I didn’t bother answering him and glanced towards the smudged window, peeking out into the parking lot. I could see my reflection staring back at me, waves of blonde hair, ripped jeans, sneakers that used to be white but stained with some blood and a bunch of dirt. I’d been nineteen when I left Idaho a few weeks ago; I’d turned twenty sometime between then. There hadn’t been cake or candles. No moment of realization. Just a slow, quiet shift into something older and way more tired.
Derek slid a ticket stub across the counter for me to sign. “Don’t flush any weird shit down the toilet, man,” he said. “No knives. No guns. Dildos need to go in the trash.”
I caught a flash of movement outside and looked past my reflection, out into the parking lot.
You know, there are moments in life when you see someone so goddamn gorgeous, you can’t imagine that they’re real?
Well, a guy was standing outside.
I lifted my sunglasses, slowly stared a little too long without meaning to, my hand still hovering near the counter where I’d just been told not to flush knives or guns or whatever else had apparently become common hotel folklore. My reflection overlaid his silhouette, so it looked like he was standing inside me for a second.
That face. God. There was something infuriatingly easy about it. Sharp jaw, softened at the edges in a way that made him look gentle, but only just. His mouth had that naturally pouty shape to it, like he was perpetually on the verge of saying something mildly dramatic or mildly amused, or both at the same time. It wasn’t a performance, though. It was just… how his face rested when he wasn’t thinking about it.
His eyes were the real problem.
Sleepy, heavy-lidded, like he’d stayed up too late doing something he probably shouldn’t have, or nothing at all, just existing too long under neon light and cigarette haze and bad decisions that weren’t fully his fault. They didn’t look tired so much as permanently half-curious, like the world had never quite managed to fully wake him up, and he didn’t seem to mind.
And his hair. Dark, thick, a little too long in the front, falling over one eyebrow. Not styled in any purposeful way, just naturally messy, slightly rebellious softness.
“That’s Noah Riley,” Derek’s voice cut in, and my heart nearly exploded.
“Yeah,” Derek went on, flicking the signed ticket toward a little stack of paperwork.

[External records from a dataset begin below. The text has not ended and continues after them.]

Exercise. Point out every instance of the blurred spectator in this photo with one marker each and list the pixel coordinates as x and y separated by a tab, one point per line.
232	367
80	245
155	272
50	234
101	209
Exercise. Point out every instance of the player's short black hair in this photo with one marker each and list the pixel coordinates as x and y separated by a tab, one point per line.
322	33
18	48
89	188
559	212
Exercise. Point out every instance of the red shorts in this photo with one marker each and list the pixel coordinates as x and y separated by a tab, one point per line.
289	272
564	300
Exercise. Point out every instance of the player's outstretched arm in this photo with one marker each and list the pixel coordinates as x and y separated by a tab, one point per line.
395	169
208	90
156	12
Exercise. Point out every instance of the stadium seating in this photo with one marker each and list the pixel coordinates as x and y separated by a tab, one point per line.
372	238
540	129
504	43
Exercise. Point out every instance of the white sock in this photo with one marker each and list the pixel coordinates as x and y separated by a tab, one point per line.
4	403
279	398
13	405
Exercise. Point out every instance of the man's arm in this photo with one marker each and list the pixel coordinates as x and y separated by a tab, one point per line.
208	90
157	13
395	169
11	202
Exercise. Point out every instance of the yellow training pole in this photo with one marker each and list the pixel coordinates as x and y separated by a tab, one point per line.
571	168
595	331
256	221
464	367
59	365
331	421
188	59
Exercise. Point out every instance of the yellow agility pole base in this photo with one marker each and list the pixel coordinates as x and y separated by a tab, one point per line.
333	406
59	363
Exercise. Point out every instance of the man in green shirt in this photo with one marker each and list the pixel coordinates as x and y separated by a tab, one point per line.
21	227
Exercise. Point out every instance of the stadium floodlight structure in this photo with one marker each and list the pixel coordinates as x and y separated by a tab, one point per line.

He leaned his elbows on the counter, glancing past me through the glass like the parking lot was part of his job description. His voice dropped, casual, seemingly uninterested. “Don’t stare too long,” he added, “Not unless you’re looking for trouble.”
That finally made me glance over at him.
Derek flipped open a greasy old pizza box and slid out a petrified slice. “There’s a gang that runs around here at all hours of the night. Noah hooked up with their leader about a year ago. Checked them into a room myself. They had a thing going on for a while; everyone in town knew it. Couldn’t even look at the guy the wrong way without the gang hearing about it.”
I felt the wound in my side pulse, and David’s smug face hit me like a punch to the gut.
“Then something happened,” Derek continued, “They broke it off. Pretty boy wanted to go to college, or something. Don’t know exactly what went wrong. Didn’t mean nothing, anyway. Last guy Noah tried to date, David put him in the hospital with a concussion.”
I grabbed my wallet and the key off the counter. “David come around here often?”
“Not much anymore,” Derek shrugged. “Noah works across the street at the Blue Scorcher. He walks home about this time, David pays me twenty to keep an eye on him, make sure he makes it home in one piece. But I recommend not talking to him—hey!”
I headed outside, the bells above the door jingling as the door slammed shut behind me.